The FPAR regional reports list various reasons offered by the grantees as to why the demand for and use of Title X funded services went down, including clinical guideline changes, implementation of electronic health record systems and other impacts due to the ACA. We will discuss these factors in more detail in the discussion section.

It is expected that there will be differences in client numbers at Title X funded service centers due to the implementation of ACA provisions. For example, under the ACA, previously uninsured will have acquired health insurance, like those up to age 26 who are now allowed to stay on their parents’ plan. This will increase their options for healthcare providers; therefore, clients may then opt to get medical care from providers other than those funded through Title X grants.

The first research hypothesis states:

Ho1: States that participated in Medicaid expansion will have a decrease in number of Title X clients served, encounters, and service sites, while states that did not participate will have an increase or no change.

The findings, shown in Table 2, reveal that all states had a decrease in the number of Title X clients served.
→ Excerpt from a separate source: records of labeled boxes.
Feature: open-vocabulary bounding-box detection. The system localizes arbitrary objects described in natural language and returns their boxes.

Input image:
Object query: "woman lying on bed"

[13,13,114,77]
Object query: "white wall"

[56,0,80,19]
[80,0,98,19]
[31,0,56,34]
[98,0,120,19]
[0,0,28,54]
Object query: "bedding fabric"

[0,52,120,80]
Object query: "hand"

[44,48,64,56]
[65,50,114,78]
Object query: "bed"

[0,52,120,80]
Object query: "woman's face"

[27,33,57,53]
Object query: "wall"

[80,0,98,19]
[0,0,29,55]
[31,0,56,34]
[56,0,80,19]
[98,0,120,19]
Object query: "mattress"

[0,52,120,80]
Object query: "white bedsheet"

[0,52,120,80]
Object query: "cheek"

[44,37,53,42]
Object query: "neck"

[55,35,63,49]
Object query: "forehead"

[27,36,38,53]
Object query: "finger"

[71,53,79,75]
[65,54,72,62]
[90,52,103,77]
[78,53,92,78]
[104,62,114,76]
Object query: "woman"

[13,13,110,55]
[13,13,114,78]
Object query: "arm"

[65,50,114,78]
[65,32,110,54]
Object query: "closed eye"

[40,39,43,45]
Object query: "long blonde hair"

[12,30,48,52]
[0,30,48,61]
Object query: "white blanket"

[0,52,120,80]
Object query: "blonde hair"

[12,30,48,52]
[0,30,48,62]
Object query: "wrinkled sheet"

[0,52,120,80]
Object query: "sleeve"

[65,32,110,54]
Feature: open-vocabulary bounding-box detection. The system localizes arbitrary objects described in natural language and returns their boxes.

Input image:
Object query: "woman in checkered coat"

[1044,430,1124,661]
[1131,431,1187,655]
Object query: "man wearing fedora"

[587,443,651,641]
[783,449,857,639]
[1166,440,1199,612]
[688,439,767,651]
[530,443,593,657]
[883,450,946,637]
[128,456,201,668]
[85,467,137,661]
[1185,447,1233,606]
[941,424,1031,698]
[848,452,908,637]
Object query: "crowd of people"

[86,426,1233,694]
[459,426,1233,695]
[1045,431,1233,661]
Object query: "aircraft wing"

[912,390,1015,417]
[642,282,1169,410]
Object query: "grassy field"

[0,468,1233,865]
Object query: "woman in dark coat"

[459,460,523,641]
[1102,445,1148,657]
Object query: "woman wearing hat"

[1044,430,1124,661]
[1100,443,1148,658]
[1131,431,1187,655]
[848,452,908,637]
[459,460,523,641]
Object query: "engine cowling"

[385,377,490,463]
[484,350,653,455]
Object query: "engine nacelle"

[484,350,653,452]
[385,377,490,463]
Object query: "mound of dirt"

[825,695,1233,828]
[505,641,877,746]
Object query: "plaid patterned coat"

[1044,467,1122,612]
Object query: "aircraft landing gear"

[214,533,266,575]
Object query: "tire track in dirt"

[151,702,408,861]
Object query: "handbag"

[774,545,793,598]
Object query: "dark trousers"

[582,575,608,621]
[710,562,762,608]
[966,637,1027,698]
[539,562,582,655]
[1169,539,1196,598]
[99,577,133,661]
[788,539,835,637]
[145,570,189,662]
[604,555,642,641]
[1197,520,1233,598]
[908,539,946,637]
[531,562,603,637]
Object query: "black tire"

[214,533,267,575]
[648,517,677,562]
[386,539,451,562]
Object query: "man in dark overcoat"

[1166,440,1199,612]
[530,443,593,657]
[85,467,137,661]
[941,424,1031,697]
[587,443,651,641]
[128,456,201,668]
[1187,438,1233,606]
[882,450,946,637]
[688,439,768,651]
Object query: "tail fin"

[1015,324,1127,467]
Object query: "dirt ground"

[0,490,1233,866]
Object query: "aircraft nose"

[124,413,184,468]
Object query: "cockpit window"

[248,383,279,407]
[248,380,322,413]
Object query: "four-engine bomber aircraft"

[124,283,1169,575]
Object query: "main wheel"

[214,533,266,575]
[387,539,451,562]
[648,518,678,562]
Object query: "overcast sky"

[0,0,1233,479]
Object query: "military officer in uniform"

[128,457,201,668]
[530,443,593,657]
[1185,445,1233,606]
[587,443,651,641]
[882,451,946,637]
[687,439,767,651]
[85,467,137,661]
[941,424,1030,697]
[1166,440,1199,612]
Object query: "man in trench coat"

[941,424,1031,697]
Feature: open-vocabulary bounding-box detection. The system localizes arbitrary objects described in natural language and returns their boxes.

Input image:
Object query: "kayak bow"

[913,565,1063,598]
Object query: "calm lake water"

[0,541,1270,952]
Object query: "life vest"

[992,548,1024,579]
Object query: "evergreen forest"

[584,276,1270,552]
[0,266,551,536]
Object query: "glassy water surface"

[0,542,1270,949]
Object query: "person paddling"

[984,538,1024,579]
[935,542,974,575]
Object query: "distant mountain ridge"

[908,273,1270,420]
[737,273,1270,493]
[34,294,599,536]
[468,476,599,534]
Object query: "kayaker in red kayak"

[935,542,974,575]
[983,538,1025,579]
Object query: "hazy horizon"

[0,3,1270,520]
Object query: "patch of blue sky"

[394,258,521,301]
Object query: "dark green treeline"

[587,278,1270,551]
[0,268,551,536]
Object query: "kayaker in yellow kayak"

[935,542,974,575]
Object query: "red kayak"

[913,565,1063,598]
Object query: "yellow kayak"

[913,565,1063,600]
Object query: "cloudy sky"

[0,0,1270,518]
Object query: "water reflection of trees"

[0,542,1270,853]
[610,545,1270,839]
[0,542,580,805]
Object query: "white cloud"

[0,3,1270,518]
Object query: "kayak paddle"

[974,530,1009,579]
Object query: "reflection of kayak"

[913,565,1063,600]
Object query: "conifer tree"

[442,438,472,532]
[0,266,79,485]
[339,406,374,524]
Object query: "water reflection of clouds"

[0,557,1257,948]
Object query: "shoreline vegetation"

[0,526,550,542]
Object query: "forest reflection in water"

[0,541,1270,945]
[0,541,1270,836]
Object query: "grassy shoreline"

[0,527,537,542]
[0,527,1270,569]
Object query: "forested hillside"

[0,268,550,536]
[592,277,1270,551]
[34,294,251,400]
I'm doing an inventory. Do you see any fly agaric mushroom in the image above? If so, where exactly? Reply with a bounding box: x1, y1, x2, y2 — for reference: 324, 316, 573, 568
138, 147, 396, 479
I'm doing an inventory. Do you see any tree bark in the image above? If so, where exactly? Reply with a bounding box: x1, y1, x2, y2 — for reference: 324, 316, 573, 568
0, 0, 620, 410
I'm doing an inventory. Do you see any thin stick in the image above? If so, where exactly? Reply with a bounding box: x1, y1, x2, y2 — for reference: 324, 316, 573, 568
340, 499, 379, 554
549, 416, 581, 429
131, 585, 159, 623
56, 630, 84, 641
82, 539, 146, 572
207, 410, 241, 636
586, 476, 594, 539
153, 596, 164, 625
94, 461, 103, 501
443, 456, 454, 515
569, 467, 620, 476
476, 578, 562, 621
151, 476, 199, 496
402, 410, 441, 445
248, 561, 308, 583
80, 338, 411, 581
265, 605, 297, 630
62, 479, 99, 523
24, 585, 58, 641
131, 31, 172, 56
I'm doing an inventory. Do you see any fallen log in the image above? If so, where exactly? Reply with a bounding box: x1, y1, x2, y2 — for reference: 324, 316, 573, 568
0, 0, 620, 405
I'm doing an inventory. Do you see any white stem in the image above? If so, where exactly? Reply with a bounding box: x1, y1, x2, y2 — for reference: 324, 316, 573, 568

States that expanded Medicaid and those that did not both had a statistically significant decrease in total clients served and total number of client encounters. It is interesting that the number of service sites for states that did not expand Medicaid had a mean increase, while the states that did expand Medicaid showed an overall decrease in service sites.
Table 2

Medicaid expansion by state 2014 and 2013 differences clients, encounters, service sites

 

Mean 2014

Mean 2013

Difference in Means

t-value

State did not expand medicaid

Total Title X Clients Served

62,345

70,253

−7908**

−2.84

Total Title X Client Encounters

717,121

832,643

−115522***

−5.95

Total Number of Title X Service Sites

566

540

26.3

1.30

State expanded medicaid

Total Title X Clients Served

96,321

104,871

−8550*

−2.29

Total Title X Client Encounters

761,093

852,151

−91058***

−6.06

Total Number of Title X Service Sites

383

394

−11.4

−1.22

datasource: 2013 and 2014 FPAR National Summary. *p < .05, **p < .01, ***p < .001

The FPAR Regional reports include more detailed discussion from the Title X grantees, including information as to what they think impacted the services in their area. Nearly all ten of the regional reports state the impact of ACA with regard to insurance as a factor, but there seems to be little consensus as to what impact it would have.

The second hypothesis is:

Ho2: States that participated in Medicaid expansion will have a decrease in the number of uninsured Title X clients served, while states that did not participate will have an increase or no change.

First, the results show an overall increase in the number of clients receiving services at Title X clinics being insured. From 2013 to 2014 there was a decrease of 626,295 uninsured clients for all service sites. In 2014 there were still approximately 54 % of all Title X clients who were uninsured; however, this number is down from 63 % who were uninsured in 2013. Table 3 shows that both states that did and did not expand Medicaid had a statistically significant decrease in the number of uninsured clients. There was a statistically significant increase in the number of clients with private insurance for states that expanded Medicaid. For states that did not expand Medicaid, the number of clients with private insurance also increased, but it was not statistically significant. Also, states that did not expand Medicaid showed a statistically significant decline in clients with public insurance, while states that expanded Medicaid showed an increase in the number of clients with public insurance. This difference was not statistically significant, but the directional difference is worth noting.
Table 3

Medicaid expansion by state 2014 and 2013 differences in insurance status

 

Mean 2014

Mean 2013

Difference in Means

t-value

State Did Not Expand Medicaid

Client Insurance Status: Public Insurance

15,961

18,828

−2866*

−2.157

Client Insurance Status: Private Insurance

10,371

8,520

1851

2.042

Client Insurance Status: Uninsured

33,725

41,835

−8109*

−3.079

Client Insurance Status: Unknown/Not Reported

2,288

1,071

1217

.981

STATE EXPANDED MEDICAID

Client Insurance Status: Public Insurance

30,315

24,562

5753

1.940

Client Insurance Status: Private Insurance

11,268

8,986

2282**

3.243

Client Insurance Status: Uninsured

52,591

68,397

−15806*

−2.521

Client Insurance Status: Unknown/Not Reported

2,147

2,926

−779

−1.308

datasource: 2013 and 2014 FPAR National Summary. *p < .05, **p < .01, ***p < .001

As previously stated, the 2014 National Summary FPAR describes the overall decrease in revenue across all Title X funded service sites. There was a specific overall decrease in Medicaid revenue of $27.6 million. With Medicaid expansion, it is not clear if this reduction in Medicaid revenue was across all service sites, or if states that did not participate in expansion had a greater reduction. The third hypothesis is:

Ho3: States that participated in Medicaid expansion will have an increase in revenue at Title X supported service sites, while states that did not participate will have a decrease in revenue or no change.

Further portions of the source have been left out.